Eran realmente temibles. Un día nos cruzamos con dos cadetes por la calle y uno de ellos, agarrando del brazo a María Teresa, la esposa de Alberti, le dice: «¡Qué cachonda estás!» Ella protesta, ofendida, yo acudo en su defensa y tumbo a los dos cadetes a puñetazos. Pierre Unik viene en mi ayuda y da un puntapié a uno de ellos, a pesar de que ya está en el suelo. No tenemos de qué vanagloriarnos, ya que somos siete u ocho y ellos no son más que dos. Nos vamos. Se acercan dos guardias civiles que han visto la pelea desde lejos y, en lugar de reprendernos, nos aconsejan que nos vayamos de Toledo lo antes posible, para evitar la venganza de los cadetes. Nosotros no les hacemos caso y, por una vez, no pasa nada.

Recuerdo una de tantas conversaciones mantenidas con Lorca en la «Posada de la Sangre». Una mañana le digo de repente, con la boca bastante pastosa:

—Federico, es absolutamente necesario que te diga la verdad. La verdad sobre ti.
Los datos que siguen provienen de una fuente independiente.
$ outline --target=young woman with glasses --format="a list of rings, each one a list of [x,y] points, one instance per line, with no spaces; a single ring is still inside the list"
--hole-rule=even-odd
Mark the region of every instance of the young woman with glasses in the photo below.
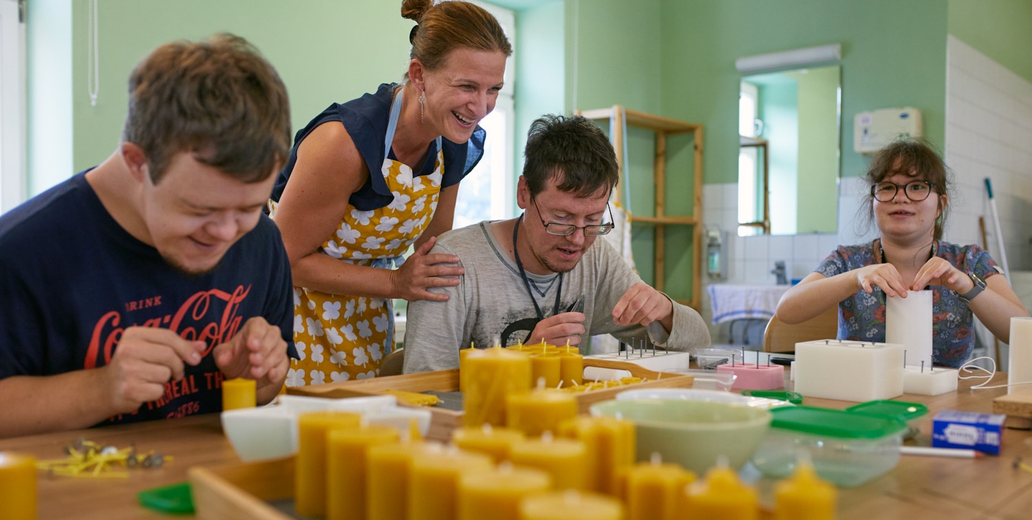
[[[972,313],[1007,341],[1010,318],[1028,311],[989,252],[942,240],[948,212],[948,172],[921,140],[900,140],[871,160],[865,206],[878,227],[870,243],[839,246],[791,288],[777,317],[799,323],[839,306],[838,338],[883,342],[885,297],[933,290],[933,362],[957,368],[974,348]]]

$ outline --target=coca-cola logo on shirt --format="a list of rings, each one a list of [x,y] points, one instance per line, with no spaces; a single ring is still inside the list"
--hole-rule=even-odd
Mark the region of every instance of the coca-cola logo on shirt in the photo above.
[[[236,335],[240,327],[243,316],[238,315],[240,304],[251,292],[251,285],[239,285],[232,292],[220,289],[201,290],[180,306],[175,312],[164,316],[152,318],[142,323],[130,323],[123,317],[120,311],[109,311],[97,321],[93,327],[93,335],[90,337],[90,348],[86,352],[84,361],[85,369],[94,369],[107,365],[111,360],[115,346],[122,338],[122,333],[127,326],[153,326],[166,327],[178,334],[181,338],[189,341],[203,341],[207,348],[202,355],[207,355],[217,345],[229,341]],[[162,305],[161,297],[152,300],[156,305]],[[137,305],[136,302],[127,304],[127,309],[144,308],[148,306]],[[216,314],[217,320],[213,320],[213,310],[222,307],[222,312]]]

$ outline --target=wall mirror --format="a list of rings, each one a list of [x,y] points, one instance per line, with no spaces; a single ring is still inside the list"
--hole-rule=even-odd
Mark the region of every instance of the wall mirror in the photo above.
[[[839,66],[742,77],[738,234],[836,233]]]

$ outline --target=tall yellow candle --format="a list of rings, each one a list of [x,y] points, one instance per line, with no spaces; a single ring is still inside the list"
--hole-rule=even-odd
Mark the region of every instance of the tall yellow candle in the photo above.
[[[520,499],[551,486],[547,473],[508,462],[464,473],[458,482],[457,520],[519,520]]]
[[[440,445],[423,442],[370,446],[365,454],[366,519],[404,520],[409,514],[412,459],[440,451]]]
[[[559,437],[577,439],[587,448],[588,489],[623,498],[617,476],[635,463],[635,424],[615,417],[577,416],[559,422]]]
[[[222,409],[254,408],[257,403],[254,379],[233,378],[222,382]]]
[[[297,416],[297,458],[294,472],[294,509],[301,516],[326,516],[326,435],[333,429],[357,428],[359,414],[318,411]]]
[[[494,462],[509,460],[513,445],[525,439],[518,429],[493,427],[490,424],[466,426],[452,434],[452,444],[466,451],[484,453]]]
[[[658,454],[650,462],[635,464],[626,473],[627,520],[676,520],[684,486],[695,481],[696,474],[662,463]]]
[[[414,456],[409,473],[408,520],[455,520],[459,475],[492,465],[491,457],[483,453],[454,448]]]
[[[539,381],[545,380],[546,388],[559,386],[562,374],[562,365],[557,352],[538,353],[530,356],[530,381],[531,386],[537,386]]]
[[[682,511],[686,518],[760,518],[756,490],[743,484],[727,465],[711,467],[706,472],[706,480],[688,486]]]
[[[584,356],[576,352],[559,354],[559,379],[562,387],[569,388],[584,382]]]
[[[335,429],[326,436],[326,518],[365,518],[366,452],[373,446],[395,444],[397,429],[370,425]]]
[[[536,388],[506,398],[506,424],[527,436],[554,434],[560,421],[576,416],[577,397],[562,390]]]
[[[531,495],[519,505],[520,520],[623,520],[623,506],[612,496],[574,490]]]
[[[466,359],[469,375],[462,395],[466,426],[506,423],[506,396],[530,391],[530,359],[504,348],[484,349]]]
[[[820,480],[813,465],[799,464],[792,477],[774,484],[776,520],[834,520],[838,491]]]
[[[509,459],[516,465],[544,470],[552,476],[555,489],[588,488],[587,447],[572,439],[553,439],[545,434],[541,439],[513,445]]]
[[[36,459],[0,452],[0,510],[10,520],[36,520]]]

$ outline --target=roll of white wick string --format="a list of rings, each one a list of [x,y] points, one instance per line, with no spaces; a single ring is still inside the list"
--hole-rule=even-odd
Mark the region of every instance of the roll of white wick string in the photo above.
[[[977,361],[978,359],[987,359],[993,366],[993,370],[989,371],[988,369],[985,369],[982,367],[974,365],[974,361]],[[987,373],[989,375],[988,376],[975,375],[974,372],[975,372],[976,369],[980,370],[980,371],[982,371],[982,372],[985,372],[985,373]],[[1018,383],[1007,383],[1007,384],[997,384],[997,385],[993,385],[993,386],[986,386],[986,384],[989,383],[990,381],[992,381],[993,377],[996,376],[996,361],[993,360],[992,357],[987,357],[987,356],[975,357],[974,359],[971,359],[970,361],[964,363],[959,370],[960,370],[960,373],[957,375],[958,379],[981,379],[981,378],[986,379],[981,383],[978,383],[978,384],[972,386],[971,387],[972,390],[974,390],[974,389],[986,390],[986,389],[989,389],[989,388],[1006,388],[1006,387],[1018,386],[1018,385],[1023,385],[1023,384],[1032,384],[1032,381],[1021,381],[1021,382],[1018,382]],[[971,374],[971,375],[965,376],[964,374]]]

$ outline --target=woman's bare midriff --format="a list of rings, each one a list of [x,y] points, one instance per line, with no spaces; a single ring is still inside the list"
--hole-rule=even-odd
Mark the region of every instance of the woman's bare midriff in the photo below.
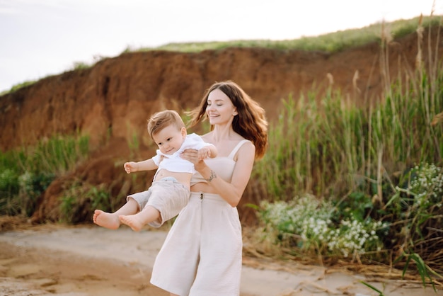
[[[191,173],[179,173],[177,171],[171,171],[166,169],[162,169],[157,172],[154,181],[159,181],[166,177],[173,177],[176,178],[179,183],[183,184],[183,186],[189,188],[189,184],[190,183],[192,176],[192,174]]]
[[[205,192],[206,193],[218,194],[214,189],[212,189],[212,187],[202,182],[197,183],[192,185],[191,187],[191,192]]]

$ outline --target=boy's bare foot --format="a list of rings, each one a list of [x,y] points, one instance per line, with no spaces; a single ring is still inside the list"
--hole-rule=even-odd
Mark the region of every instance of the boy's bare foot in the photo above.
[[[129,226],[134,232],[139,232],[144,225],[143,221],[142,221],[137,215],[121,215],[118,216],[118,219],[122,223]]]
[[[103,212],[101,210],[94,211],[92,220],[97,225],[110,229],[117,229],[120,226],[120,221],[116,215]]]

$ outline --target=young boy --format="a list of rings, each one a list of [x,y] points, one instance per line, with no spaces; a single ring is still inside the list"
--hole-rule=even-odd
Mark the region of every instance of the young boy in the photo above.
[[[188,203],[194,164],[180,154],[187,149],[198,150],[198,157],[217,156],[217,150],[196,134],[187,135],[178,113],[166,110],[154,114],[148,121],[148,132],[159,147],[156,155],[139,162],[127,162],[127,173],[156,169],[152,185],[143,192],[128,195],[127,203],[113,213],[96,210],[94,223],[115,229],[121,223],[139,232],[146,224],[159,227],[174,217]]]

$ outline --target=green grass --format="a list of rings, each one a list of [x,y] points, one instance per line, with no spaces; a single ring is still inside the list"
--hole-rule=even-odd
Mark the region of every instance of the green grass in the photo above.
[[[270,40],[239,40],[231,41],[212,41],[202,42],[168,43],[156,47],[139,49],[127,48],[122,55],[133,52],[151,50],[166,50],[179,52],[200,52],[203,50],[220,50],[227,47],[260,47],[280,50],[304,50],[335,52],[348,48],[364,45],[373,42],[381,42],[381,32],[384,31],[393,38],[400,38],[415,32],[419,17],[408,20],[398,20],[388,23],[377,23],[361,28],[350,29],[323,34],[318,36],[306,36],[299,39]],[[437,25],[441,21],[440,16],[425,16],[423,26]],[[96,62],[105,59],[105,57],[94,57]],[[93,67],[83,62],[75,62],[69,71],[79,71]],[[23,87],[32,85],[37,81],[25,81],[16,84],[8,91],[3,91],[0,96],[13,92]]]

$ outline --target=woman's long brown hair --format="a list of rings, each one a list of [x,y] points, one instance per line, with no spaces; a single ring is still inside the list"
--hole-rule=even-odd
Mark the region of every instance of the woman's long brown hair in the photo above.
[[[189,112],[191,115],[190,127],[193,127],[207,118],[207,98],[209,93],[214,89],[223,91],[237,108],[238,114],[234,118],[232,128],[254,144],[255,159],[261,159],[267,148],[267,121],[265,110],[234,81],[229,80],[216,82],[206,91],[198,107]],[[211,130],[213,128],[211,126]]]

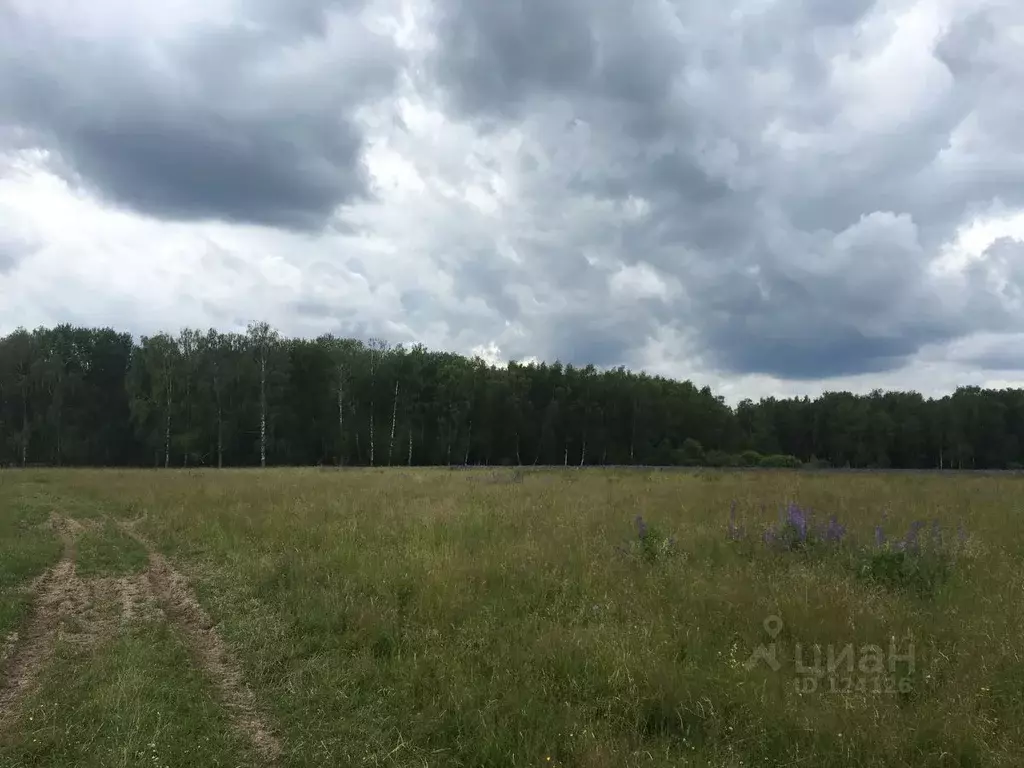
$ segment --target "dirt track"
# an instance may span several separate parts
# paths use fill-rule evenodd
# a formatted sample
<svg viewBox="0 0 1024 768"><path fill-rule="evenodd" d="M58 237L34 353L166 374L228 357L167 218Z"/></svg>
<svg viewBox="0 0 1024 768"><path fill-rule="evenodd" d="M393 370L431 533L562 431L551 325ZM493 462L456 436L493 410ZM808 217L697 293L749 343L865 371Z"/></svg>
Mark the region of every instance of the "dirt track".
<svg viewBox="0 0 1024 768"><path fill-rule="evenodd" d="M145 547L146 571L118 579L81 579L76 572L75 541L84 526L56 513L49 522L63 543L63 553L56 565L29 585L34 600L26 626L0 643L0 732L15 721L20 702L35 688L58 641L88 647L110 639L126 623L163 618L188 645L196 664L216 687L231 727L252 744L260 765L274 765L281 743L187 580L131 524L122 528Z"/></svg>

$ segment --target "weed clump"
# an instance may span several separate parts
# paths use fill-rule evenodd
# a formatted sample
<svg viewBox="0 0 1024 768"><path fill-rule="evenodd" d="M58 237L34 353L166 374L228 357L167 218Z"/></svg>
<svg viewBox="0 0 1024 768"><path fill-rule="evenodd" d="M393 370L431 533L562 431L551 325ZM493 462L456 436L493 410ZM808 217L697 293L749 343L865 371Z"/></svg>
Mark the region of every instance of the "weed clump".
<svg viewBox="0 0 1024 768"><path fill-rule="evenodd" d="M903 538L895 540L888 540L883 525L876 525L873 541L858 544L847 537L847 527L835 515L815 524L809 510L791 503L779 522L765 528L761 541L768 551L812 557L845 549L858 579L891 592L928 599L952 578L967 537L961 525L956 540L949 540L937 520L931 522L929 535L923 536L927 525L914 521ZM731 542L744 543L750 554L752 538L736 520L735 503L729 512L726 535Z"/></svg>
<svg viewBox="0 0 1024 768"><path fill-rule="evenodd" d="M618 552L626 557L654 563L678 554L675 537L666 536L658 528L649 525L642 515L634 519L636 539L618 547Z"/></svg>

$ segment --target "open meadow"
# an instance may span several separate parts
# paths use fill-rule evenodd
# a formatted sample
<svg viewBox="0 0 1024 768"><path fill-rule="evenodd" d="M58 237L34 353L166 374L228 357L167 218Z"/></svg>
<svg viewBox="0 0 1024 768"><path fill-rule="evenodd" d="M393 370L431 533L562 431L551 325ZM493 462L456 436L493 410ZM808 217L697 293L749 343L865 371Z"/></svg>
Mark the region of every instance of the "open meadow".
<svg viewBox="0 0 1024 768"><path fill-rule="evenodd" d="M1024 765L1024 478L0 471L0 766Z"/></svg>

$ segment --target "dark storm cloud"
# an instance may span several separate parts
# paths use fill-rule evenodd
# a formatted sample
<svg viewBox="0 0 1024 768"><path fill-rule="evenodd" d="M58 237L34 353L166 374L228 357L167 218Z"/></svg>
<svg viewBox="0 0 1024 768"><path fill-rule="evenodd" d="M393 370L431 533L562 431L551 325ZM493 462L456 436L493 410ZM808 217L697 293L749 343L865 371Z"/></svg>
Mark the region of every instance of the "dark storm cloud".
<svg viewBox="0 0 1024 768"><path fill-rule="evenodd" d="M554 164L552 201L645 200L621 258L685 287L667 321L651 314L665 305L637 304L615 326L629 340L595 331L594 306L541 329L538 346L611 360L667 323L722 371L814 379L893 370L927 345L1021 322L1008 285L1022 284L996 279L1009 271L998 254L967 276L967 295L931 269L966 217L996 198L1024 203L1024 106L1011 96L1024 69L1006 32L1020 10L953 18L920 105L891 124L884 110L900 103L861 105L858 127L834 68L896 32L879 15L884 34L860 34L873 2L437 5L450 105L532 130ZM545 260L531 264L546 280Z"/></svg>
<svg viewBox="0 0 1024 768"><path fill-rule="evenodd" d="M36 248L35 243L0 230L0 274L13 270Z"/></svg>
<svg viewBox="0 0 1024 768"><path fill-rule="evenodd" d="M232 25L153 41L0 10L0 124L142 213L313 228L366 194L351 115L397 63L390 43L332 15L357 5L253 0Z"/></svg>

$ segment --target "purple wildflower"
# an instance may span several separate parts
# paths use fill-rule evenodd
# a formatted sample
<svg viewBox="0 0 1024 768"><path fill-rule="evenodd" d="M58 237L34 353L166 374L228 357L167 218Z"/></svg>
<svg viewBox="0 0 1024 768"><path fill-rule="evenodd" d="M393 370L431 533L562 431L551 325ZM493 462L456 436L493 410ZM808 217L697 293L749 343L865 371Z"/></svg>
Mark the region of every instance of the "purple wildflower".
<svg viewBox="0 0 1024 768"><path fill-rule="evenodd" d="M807 515L804 511L800 509L796 504L791 503L787 510L787 520L786 522L793 527L797 534L797 538L801 542L807 541Z"/></svg>
<svg viewBox="0 0 1024 768"><path fill-rule="evenodd" d="M840 521L836 519L836 515L828 518L828 525L825 526L824 540L826 542L831 542L834 544L839 544L843 541L843 537L846 535L846 526L840 524Z"/></svg>
<svg viewBox="0 0 1024 768"><path fill-rule="evenodd" d="M906 532L905 539L905 549L912 552L918 552L921 549L921 544L918 541L918 532L925 527L923 520L914 520L910 523L910 529Z"/></svg>
<svg viewBox="0 0 1024 768"><path fill-rule="evenodd" d="M734 542L743 538L743 526L736 524L736 503L729 507L729 539Z"/></svg>

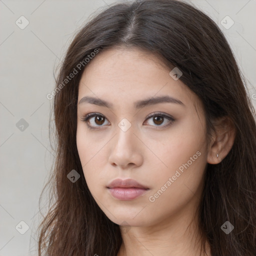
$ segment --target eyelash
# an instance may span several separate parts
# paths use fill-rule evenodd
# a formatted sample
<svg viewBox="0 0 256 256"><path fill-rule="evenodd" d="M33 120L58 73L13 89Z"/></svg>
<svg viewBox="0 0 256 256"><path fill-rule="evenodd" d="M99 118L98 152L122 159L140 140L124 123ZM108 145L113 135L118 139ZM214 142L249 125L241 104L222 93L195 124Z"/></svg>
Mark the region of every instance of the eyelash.
<svg viewBox="0 0 256 256"><path fill-rule="evenodd" d="M95 116L102 116L102 117L104 118L104 116L103 116L102 114L99 114L96 113L96 112L93 112L93 113L90 113L90 114L86 114L84 117L82 117L80 118L82 122L86 122L86 123L87 126L88 126L88 128L90 128L90 129L92 129L92 130L97 130L97 129L98 129L99 128L96 128L95 127L90 126L88 124L88 120L92 118L94 118ZM164 126L161 126L161 127L164 128L168 127L170 126L172 124L172 122L174 122L175 121L175 120L172 116L166 116L164 114L160 114L160 113L156 113L156 112L152 113L152 114L150 114L148 116L148 118L146 118L146 120L148 120L148 119L150 119L151 118L154 118L155 116L160 116L162 118L166 118L168 119L168 120L171 121L169 124L166 124ZM107 120L106 118L106 119ZM102 126L98 126L99 128ZM156 127L158 126L156 126ZM156 128L156 129L160 129L160 128L162 129L162 128Z"/></svg>

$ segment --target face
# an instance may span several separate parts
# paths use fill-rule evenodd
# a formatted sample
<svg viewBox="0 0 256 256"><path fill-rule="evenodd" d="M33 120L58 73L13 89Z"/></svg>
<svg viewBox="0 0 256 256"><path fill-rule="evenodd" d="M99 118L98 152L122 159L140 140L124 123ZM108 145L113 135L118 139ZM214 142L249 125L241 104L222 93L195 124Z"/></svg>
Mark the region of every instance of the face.
<svg viewBox="0 0 256 256"><path fill-rule="evenodd" d="M108 50L90 62L79 84L76 143L96 202L118 224L156 224L190 212L206 164L200 100L139 50ZM116 178L124 181L110 188Z"/></svg>

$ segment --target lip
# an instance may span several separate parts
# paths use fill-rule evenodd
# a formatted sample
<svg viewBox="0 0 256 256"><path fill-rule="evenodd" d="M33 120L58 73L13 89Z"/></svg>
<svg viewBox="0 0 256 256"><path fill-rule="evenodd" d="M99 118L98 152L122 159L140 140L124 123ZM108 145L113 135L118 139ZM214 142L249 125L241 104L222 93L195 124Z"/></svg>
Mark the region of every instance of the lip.
<svg viewBox="0 0 256 256"><path fill-rule="evenodd" d="M134 180L114 180L107 186L111 194L120 200L132 200L144 194L150 188Z"/></svg>

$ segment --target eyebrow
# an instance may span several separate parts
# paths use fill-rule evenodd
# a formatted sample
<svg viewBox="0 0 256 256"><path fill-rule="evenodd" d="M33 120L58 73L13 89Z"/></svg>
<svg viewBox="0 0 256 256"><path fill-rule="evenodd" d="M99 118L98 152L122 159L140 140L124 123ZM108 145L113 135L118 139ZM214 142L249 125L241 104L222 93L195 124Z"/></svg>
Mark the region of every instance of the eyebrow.
<svg viewBox="0 0 256 256"><path fill-rule="evenodd" d="M85 96L81 98L78 104L82 103L90 103L90 104L94 104L98 106L106 106L109 108L112 108L114 107L114 105L112 103L104 100L90 96ZM163 96L138 100L134 102L134 107L136 108L142 108L146 106L154 105L160 103L174 103L184 106L185 106L184 104L178 98L168 96Z"/></svg>

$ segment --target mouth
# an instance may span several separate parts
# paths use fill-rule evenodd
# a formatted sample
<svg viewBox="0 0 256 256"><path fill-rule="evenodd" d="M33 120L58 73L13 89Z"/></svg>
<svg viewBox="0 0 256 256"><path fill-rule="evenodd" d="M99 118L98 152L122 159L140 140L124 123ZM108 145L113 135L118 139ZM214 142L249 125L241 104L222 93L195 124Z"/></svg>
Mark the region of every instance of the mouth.
<svg viewBox="0 0 256 256"><path fill-rule="evenodd" d="M132 200L144 196L149 188L108 188L111 194L119 200Z"/></svg>
<svg viewBox="0 0 256 256"><path fill-rule="evenodd" d="M144 196L150 190L132 179L116 179L106 188L112 196L122 200L132 200Z"/></svg>

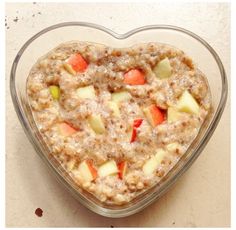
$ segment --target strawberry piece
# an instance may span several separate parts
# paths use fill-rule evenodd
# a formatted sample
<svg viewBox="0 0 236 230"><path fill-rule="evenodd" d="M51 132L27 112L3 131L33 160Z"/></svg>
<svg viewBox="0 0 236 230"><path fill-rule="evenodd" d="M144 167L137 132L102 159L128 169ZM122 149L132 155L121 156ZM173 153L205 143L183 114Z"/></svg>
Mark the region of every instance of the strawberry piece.
<svg viewBox="0 0 236 230"><path fill-rule="evenodd" d="M137 136L137 129L133 128L132 129L132 134L131 134L131 139L130 139L130 143L134 142Z"/></svg>
<svg viewBox="0 0 236 230"><path fill-rule="evenodd" d="M71 55L67 63L71 65L72 69L76 72L84 72L88 67L87 62L79 53Z"/></svg>
<svg viewBox="0 0 236 230"><path fill-rule="evenodd" d="M142 119L142 118L137 118L137 119L134 120L133 126L134 126L135 128L138 128L138 127L142 124L142 122L143 122L143 119Z"/></svg>
<svg viewBox="0 0 236 230"><path fill-rule="evenodd" d="M127 162L122 161L117 165L117 167L119 169L118 176L122 180L124 178L124 175L126 174L126 171L127 171Z"/></svg>

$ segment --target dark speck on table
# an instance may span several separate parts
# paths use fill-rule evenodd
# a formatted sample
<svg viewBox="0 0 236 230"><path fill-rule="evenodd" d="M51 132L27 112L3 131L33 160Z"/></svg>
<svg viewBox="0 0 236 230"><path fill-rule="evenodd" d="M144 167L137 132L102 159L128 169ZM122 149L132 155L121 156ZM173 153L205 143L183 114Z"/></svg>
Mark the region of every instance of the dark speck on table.
<svg viewBox="0 0 236 230"><path fill-rule="evenodd" d="M37 208L34 213L38 217L42 217L43 216L43 210L41 208Z"/></svg>

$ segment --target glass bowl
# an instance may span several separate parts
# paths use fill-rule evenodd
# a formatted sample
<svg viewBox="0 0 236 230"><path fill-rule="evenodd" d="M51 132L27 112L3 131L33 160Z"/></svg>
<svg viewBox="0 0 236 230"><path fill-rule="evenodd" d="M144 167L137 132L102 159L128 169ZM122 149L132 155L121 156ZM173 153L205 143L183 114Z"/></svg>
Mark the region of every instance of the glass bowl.
<svg viewBox="0 0 236 230"><path fill-rule="evenodd" d="M26 80L29 71L39 57L60 43L71 40L102 43L111 47L129 47L144 42L170 44L190 56L208 79L213 110L201 127L198 136L161 183L122 206L101 203L93 195L78 187L50 154L32 118L26 94ZM10 89L16 113L25 133L36 152L62 184L90 210L107 217L124 217L144 209L157 200L200 155L224 110L227 98L227 79L222 62L214 49L202 38L188 30L169 25L150 25L131 30L125 34L117 34L96 24L65 22L45 28L22 46L12 65Z"/></svg>

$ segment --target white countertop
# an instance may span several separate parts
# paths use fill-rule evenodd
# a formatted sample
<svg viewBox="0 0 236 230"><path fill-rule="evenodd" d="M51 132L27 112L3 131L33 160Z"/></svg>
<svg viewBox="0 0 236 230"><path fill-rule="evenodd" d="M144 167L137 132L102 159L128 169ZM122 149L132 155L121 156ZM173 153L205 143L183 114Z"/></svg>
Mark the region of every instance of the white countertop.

Él me dejó hablar durante un rato y luego me preguntó:

—¿Has terminado?

—Sí.

—Está bien, ahora me toca a mí. Voy a decirte lo que pienso de ti. Dices, por ejemplo, que soy perezoso. En absoluto. En realidad, no soy perezoso.

Soy…

Y estuvo hablando de sí mismo durante diez minutos.

Desde 1936, cuando Franco tomó Toledo (aquellos combates provocaron la destrucción de la «Posada de la Sangre»), yo había dejado de ir a la ciudad y no reanudé mis peregrinaciones hasta 1961, cuando regresé a España. Moreno Villa, explicaba en su artículo que, al principio de la guerra civil, en Madrid, una brigada anarquista, durante un registro, encontró en un cajón un título de la «Orden de Toledo». El infeliz que conservaba aquel pergamino se vio en grandes apuros para explicar que no se trataba de un título nobiliario auténtico.